Linguine all Vongole has to be one of my all-time favourite meals when I’m eating my way through Italy. However, this simple recipe is actually inspired by Scoma’s restaurant in Sausalito. Perched on a jetty, sitting across the bay from San Francisco, Scoma’s was one of my newest discoveries while I was in town earlier this year. I had the linguine with fresh Manila clams and it was one of the best meals of the trip.

How to prepare clams for Linguine all Vongole

It’s best to cook with fresh clams on the day you buy them. If that’s not possible, you can keep them in the fridge for 1-2 days. Store them in an open container, covered with a damp cloth. Whatever you do, don’t place them in tap water or in a sealed container. Both options will kill the clams, making them not safe to eat.

When you’re ready to start cooking your clam linguine, take a close look at the clams. Throw away any that are open, chipped or damaged in any way. These are not good to eat and could make you feel quite poorly.

To prepare the clams, fill a large bowl with cold tap water. Let the clams soak in the water for about 20-25 minutes. The clams naturally filter the water, so as they start to breathe they will cleanse themselves of any sand within their shells.

Use a slotted spoon to remove the clams and place in a clean bowl, ready to cook. Do not pour the clams through a colander, as this will just coat the shells with sand.

Linguine with Clams

Quick and easy Linguine alle Vongole recipe

Finely slice 2-3 cloves of garlic and dice about a large tablespoon of white onion. Sauté the garlic and onion in butter in a large, thick-bottomed pan, over a medium heat for 2-3 minutes until the onion has started to soften.

Coarsely chop a sprig of fresh parsley. Add most of the chopped parsley and a small sprinkling of dried chilli flakes to the pan, with a small glass of white wine and stir the mixture gently.

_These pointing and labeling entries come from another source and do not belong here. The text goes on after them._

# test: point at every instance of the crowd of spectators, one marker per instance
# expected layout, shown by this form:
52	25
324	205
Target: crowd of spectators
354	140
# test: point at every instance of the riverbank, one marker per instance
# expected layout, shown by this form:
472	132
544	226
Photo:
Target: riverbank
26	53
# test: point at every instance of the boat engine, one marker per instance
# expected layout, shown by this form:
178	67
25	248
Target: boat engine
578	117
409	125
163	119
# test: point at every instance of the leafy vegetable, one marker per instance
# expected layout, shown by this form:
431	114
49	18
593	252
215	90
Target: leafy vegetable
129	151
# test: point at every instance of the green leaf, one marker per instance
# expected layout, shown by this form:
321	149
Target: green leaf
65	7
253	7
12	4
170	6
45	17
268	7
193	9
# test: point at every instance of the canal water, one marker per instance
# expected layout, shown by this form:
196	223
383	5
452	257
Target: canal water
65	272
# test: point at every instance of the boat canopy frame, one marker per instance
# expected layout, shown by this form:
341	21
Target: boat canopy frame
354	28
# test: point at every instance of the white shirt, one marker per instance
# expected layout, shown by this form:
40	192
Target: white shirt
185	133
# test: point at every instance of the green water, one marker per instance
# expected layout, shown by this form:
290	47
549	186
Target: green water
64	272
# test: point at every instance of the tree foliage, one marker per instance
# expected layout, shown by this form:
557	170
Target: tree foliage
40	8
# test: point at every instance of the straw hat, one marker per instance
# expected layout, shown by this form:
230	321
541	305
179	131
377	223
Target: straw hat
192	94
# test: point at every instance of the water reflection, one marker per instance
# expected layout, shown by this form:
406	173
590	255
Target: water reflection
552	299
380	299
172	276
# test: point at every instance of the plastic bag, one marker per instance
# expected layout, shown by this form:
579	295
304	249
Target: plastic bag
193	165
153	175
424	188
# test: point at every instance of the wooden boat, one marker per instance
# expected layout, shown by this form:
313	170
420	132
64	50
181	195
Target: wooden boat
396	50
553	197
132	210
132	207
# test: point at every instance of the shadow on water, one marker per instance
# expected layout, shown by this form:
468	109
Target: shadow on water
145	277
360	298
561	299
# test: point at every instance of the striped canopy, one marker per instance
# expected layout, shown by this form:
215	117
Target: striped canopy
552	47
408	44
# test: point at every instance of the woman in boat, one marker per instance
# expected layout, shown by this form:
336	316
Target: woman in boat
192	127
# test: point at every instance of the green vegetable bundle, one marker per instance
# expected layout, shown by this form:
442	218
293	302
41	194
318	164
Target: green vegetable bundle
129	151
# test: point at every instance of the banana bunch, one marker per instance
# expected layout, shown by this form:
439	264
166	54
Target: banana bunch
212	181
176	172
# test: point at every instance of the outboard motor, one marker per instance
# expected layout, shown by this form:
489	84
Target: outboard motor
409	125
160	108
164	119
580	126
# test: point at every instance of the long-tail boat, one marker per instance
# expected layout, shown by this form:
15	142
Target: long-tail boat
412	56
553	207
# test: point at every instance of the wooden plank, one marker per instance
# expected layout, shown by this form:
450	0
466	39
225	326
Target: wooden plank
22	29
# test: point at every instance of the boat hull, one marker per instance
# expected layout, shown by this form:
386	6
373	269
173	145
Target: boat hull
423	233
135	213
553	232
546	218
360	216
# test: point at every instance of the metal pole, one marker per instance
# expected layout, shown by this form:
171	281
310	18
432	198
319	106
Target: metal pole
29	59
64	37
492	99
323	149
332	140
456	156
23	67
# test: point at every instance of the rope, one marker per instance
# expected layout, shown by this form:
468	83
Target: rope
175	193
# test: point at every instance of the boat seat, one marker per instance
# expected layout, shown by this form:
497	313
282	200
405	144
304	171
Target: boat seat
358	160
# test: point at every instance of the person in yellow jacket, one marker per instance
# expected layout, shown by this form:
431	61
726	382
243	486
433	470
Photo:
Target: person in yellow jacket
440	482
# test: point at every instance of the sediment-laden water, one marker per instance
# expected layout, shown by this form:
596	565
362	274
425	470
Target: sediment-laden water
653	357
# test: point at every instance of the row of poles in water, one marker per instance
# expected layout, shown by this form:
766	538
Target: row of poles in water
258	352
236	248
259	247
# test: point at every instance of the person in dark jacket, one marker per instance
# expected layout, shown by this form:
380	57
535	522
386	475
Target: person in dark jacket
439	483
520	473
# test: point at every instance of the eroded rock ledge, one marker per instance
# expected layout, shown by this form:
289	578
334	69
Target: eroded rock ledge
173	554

Place the clams in the large pan and shake for about one minute, so that the mixture coats them, before covering the pan. After about 3-minutes, open the pan with the clams and remove any that are closed.

Meanwhile, add the fresh linguine to a large pan of boiling salted water and cook for about 3 minutes. Remove the pasta with tongs and add directly to the pan with the clams. Mix everything together over a low heat for 1-2 minutes, so that the linguine is covered in the sauce.

Using the tongs, place the linguine with clams in a large pasta bowl. Sprinkle the remaining parsley over the pasta and season with a drizzle of olive oil and freshly ground black pepper.

Linguine with Clams (Linguine alle Vongole)

Linguine with Clams
Prep Time
5 mins
Cook Time
10 mins
Total Time
15 mins
 
Course: Main Course
Cuisine: Italian
Servings: 2 people
Ingredients
  • 3 cloves of garlic (finely sliced)
  • 1 tbsp chopped white onion (diced)
  • A sprig of fresh parsley
  • 125 ml white wine
  • 1/4 tsp dried chilli flakes
  • 400 g fresh clams
  • 250 g fresh linguine
  • A drizzle of extra virgin olive oil
  • A pinch of ground black pepper
Instructions
  1. Sauté the garlic and onion in butter in a large, thick-bottomed pan, over a medium heat for 2-3 minutes until the onion has started to soften.

  2. Coarsely chop a sprig of fresh parsley. Add most of the chopped parsley and a small sprinkling of dried chilli flakes to the pan, with a small glass of white wine and stir the mixture gently.


  3. Place the clams in the large pan and shake for about one minute, so that the mixture coats them, before covering the pan. After about 3-minutes, open the pan with the clams and remove any that are closed.


  4. Add the fresh linguine to a large pan of boiling salted water and cook for about 3 minutes. Remove the pasta with tongs and add directly to the pan with the clams. Mix together over a low heat for 1-2 minutes.


  5. Place the linguine with clams in a large pasta bowl, using the tongs. Sprinkle the remaining parsley over the pasta and season with a drizzle of olive oil and freshly ground black pepper.